Specializes in Anesthesia, ICU, PCU.

I can definitely relate to you. I am 8.5 months in and feeling what might be described as somewhat comfortable for the first time. Still though, it's a tough job. I think a lot of the new grad fears are "am I this bad" VS "nursing is actually a damn tough job" and the realization comes in time.

You eventually get a handle on how to approach different situations, simply because you've seem them before. I bet you're running into clinical problems you haven't seen in real life with interventions that you haven't seen either - well eventually it comes together. Your knowledge is there at a basic level, but your skills and critical thinking aren't. Honestly your best approach to everything is extra caution. Always ask if you don't know something.

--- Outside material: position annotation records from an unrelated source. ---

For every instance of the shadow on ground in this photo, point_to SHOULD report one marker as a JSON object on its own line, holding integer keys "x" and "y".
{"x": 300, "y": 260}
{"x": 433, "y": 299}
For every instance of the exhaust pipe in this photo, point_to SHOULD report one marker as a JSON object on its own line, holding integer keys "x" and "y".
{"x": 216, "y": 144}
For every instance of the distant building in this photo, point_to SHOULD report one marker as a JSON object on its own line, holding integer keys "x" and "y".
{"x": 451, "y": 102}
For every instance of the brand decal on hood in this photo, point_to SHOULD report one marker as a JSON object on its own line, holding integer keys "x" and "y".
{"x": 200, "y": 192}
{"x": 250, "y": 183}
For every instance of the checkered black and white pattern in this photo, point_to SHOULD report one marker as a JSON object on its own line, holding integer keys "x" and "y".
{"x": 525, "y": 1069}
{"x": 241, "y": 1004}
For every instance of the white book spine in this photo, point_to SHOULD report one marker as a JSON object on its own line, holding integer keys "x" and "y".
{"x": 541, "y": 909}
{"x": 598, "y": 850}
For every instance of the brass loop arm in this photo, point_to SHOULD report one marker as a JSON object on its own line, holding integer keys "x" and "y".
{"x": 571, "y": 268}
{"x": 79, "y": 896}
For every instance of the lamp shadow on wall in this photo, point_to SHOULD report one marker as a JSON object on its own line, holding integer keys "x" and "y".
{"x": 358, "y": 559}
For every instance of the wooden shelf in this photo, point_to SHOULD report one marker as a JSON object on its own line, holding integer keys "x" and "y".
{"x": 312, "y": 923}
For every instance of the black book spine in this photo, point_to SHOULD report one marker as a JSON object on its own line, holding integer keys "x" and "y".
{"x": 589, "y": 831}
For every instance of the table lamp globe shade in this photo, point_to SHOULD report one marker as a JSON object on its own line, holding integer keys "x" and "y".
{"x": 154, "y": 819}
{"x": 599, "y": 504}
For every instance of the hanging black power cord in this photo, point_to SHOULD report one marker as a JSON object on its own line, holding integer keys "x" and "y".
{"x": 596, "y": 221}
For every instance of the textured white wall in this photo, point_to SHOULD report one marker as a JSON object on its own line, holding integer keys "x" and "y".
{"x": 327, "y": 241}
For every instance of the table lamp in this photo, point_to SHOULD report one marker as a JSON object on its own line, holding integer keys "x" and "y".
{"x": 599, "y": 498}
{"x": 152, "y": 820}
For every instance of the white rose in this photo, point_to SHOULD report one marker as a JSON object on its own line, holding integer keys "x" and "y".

As for your coworkers not liking you, it's probably just your anxiety playing games on you. I went through it a little bit. The anxiety gets to your head and stirs up a little paranoia, but it gets better in time.

I'm not gonna lie to you.. at 2 months it's going to get worse before it gets better. You just have to realize that it will get better. I didn't believe it when I was told so 5-6 months ago, but it's completely true.